Louis XIV fit face partout. Quoique partout affaibli, il résistait, ou protégeait, ou attaquait encore de tous côtés. Mais on fut aussi malheureux en Espagne qu’en Italie, en Allemagne, et en Flandre. On prétend que le siège de Barcelone avait été encore plus mal conduit que celui de Turin.

Le comte de Toulouse n’avait paru que pour ramener sa flotte à Toulon. Barcelone secourue, le siège abandonné, l’armée française, diminuée de moitié, s’était retirée sans munitions dans la Navarre, petit royaume qu’on conservait aux Espagnols, et dont nos rois ajoutent encore le titre à celui de France, par un usage qui semble au-dessous de leur grandeur.
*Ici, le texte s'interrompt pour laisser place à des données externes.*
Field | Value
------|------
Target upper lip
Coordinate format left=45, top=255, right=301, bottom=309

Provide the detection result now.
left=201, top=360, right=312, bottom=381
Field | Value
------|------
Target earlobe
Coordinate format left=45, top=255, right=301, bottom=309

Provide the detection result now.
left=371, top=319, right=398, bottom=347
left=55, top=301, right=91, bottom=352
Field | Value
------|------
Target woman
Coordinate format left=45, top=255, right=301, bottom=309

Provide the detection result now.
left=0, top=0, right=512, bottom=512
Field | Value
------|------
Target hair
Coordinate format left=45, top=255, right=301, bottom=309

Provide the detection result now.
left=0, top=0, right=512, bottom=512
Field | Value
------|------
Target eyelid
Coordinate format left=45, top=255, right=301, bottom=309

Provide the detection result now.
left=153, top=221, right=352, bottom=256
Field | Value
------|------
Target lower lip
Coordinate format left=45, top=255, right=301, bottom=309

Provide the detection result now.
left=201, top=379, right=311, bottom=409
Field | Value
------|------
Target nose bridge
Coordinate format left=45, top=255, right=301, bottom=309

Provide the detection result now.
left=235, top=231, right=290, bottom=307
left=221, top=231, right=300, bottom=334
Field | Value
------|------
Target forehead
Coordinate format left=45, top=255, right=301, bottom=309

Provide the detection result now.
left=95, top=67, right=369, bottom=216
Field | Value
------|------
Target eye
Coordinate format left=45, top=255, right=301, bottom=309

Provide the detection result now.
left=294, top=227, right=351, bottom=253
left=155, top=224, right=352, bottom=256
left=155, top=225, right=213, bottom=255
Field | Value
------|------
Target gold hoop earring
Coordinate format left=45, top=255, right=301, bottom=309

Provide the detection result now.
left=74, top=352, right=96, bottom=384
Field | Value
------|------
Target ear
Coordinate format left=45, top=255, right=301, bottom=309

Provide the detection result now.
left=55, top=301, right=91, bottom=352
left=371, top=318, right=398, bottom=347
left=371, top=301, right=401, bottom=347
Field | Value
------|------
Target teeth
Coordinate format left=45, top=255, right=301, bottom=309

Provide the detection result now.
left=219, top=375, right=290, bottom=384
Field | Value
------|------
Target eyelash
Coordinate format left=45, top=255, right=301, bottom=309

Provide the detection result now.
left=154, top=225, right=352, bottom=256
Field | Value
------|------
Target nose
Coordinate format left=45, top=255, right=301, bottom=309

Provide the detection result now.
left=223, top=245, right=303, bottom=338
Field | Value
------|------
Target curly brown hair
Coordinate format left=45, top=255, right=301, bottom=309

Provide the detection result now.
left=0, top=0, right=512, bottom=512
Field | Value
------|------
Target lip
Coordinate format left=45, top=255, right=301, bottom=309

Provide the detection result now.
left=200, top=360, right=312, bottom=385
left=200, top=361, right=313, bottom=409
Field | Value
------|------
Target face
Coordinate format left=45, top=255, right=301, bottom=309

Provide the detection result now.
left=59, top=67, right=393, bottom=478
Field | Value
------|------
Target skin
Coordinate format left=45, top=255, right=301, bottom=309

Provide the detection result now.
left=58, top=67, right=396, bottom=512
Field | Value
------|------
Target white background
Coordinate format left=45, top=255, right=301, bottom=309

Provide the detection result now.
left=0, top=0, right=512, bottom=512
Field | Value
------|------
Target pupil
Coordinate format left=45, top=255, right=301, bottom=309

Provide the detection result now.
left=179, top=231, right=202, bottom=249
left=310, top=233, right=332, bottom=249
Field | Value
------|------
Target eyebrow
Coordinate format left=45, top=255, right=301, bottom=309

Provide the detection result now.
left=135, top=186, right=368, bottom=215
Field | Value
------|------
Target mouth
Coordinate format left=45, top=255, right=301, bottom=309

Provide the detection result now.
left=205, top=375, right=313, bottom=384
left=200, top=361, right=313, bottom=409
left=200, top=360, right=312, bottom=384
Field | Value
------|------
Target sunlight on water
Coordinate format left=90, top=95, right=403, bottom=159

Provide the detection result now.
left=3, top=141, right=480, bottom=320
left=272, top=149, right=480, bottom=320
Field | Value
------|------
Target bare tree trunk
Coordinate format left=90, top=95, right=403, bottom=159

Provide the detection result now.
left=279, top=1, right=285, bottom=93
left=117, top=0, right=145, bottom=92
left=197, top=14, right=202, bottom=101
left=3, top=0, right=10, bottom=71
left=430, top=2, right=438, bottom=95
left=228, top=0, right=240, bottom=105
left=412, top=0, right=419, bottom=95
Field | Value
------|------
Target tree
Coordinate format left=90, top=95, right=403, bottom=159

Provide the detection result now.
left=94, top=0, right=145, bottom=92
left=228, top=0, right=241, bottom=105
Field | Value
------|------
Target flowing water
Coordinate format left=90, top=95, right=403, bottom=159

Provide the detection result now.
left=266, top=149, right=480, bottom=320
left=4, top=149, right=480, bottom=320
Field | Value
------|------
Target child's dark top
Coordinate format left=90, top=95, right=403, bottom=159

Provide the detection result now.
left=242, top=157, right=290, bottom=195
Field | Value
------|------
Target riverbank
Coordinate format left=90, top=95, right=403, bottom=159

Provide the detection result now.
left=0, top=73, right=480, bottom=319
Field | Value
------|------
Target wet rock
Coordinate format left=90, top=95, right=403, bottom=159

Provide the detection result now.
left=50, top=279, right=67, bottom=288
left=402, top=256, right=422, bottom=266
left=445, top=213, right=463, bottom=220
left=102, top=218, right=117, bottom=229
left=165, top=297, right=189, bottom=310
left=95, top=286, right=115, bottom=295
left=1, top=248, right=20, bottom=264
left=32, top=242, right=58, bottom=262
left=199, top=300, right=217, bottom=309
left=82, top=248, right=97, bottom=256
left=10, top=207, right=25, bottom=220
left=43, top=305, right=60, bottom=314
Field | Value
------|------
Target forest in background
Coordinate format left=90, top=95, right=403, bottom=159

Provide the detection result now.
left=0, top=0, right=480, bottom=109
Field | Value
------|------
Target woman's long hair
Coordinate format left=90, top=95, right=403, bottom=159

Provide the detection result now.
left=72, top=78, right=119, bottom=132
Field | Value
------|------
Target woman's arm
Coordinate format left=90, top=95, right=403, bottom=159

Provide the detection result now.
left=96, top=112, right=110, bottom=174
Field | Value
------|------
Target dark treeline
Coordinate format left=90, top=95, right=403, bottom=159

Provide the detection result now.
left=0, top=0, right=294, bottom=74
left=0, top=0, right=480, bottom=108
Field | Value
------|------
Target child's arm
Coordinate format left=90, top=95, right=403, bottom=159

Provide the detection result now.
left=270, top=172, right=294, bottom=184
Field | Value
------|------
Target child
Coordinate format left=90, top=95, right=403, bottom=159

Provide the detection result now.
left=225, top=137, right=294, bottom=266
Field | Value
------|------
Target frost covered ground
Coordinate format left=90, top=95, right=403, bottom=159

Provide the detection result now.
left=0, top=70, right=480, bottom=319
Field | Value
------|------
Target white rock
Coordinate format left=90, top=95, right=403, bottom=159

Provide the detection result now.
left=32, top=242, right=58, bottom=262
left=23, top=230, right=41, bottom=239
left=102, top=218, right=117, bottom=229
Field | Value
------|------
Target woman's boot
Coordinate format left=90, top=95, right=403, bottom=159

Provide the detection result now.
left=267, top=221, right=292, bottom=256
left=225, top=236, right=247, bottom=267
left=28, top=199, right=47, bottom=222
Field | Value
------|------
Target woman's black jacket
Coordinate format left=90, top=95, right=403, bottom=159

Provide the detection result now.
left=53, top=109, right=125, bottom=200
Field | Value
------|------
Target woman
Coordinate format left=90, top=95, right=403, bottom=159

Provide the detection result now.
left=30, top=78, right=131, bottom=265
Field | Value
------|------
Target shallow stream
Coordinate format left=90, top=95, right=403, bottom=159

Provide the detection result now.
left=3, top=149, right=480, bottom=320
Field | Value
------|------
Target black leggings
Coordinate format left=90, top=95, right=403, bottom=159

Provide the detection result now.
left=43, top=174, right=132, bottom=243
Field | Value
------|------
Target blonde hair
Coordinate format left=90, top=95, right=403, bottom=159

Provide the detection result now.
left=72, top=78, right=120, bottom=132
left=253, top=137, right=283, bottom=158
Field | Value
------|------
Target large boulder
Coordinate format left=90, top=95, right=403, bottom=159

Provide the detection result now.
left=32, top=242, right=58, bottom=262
À ces désastres s’en joignait un autre, qui parut décisif. Les Portugais, avec quelques Anglais, prirent toutes les places devant lesquelles ils se présentèrent, et s’avancèrent jusque dans l’Estramadoure espagnole, différente de celle du Portugal. C’était un Français devenu pair d’Angleterre qui les commandait, milord Galloway, autrefois comte de Ruvigny ; tandis que le duc de Berwick, Anglais et neveu de Marlborough, était à la tête des troupes de France et d’Espagne, qui ne pouvaient plus arrêter les victorieux.

Philippe V, incertain de sa destinée, était dans Pampelune. Charles, son compétiteur, grossissait son parti et ses forces en Catalogne : il était maître de l’Aragon, de la province de Valence, de Carthagène, d’une partie de la province de Grenade. Les Anglais avaient pris Gibraltar pour eux, et lui avaient donné Minorque, Iviça, et Alicante. Les chemins d’ailleurs lui étaient ouverts jusqu’à Madrid. (26 juin 1706) Galloway y entra sans résistance, et fit proclamer roi l’archiduc Charles. Un simple détachement le fit aussi proclamer à Tolède[1].

  1. On tint à Madrid, au nom de l’archiduc, plusieurs conseils où furent appelés les hommes les plus distingués de son parti. Le marquis de Ribas, secrétaire d’État sous Charles II, y assista. C’était lui qui avait dressé le testament de ce prince en faveur de Philippe V. Des cabales de cour l’avaient fait disgracier. On lui proposa de déclarer que le testament avait été supposé ; mais il ne voulut consentir à aucune déclaration qui pût affaiblir l’autorité de cet acte : ni les menaces ni les promesses ne purent l’ébranler. (K.)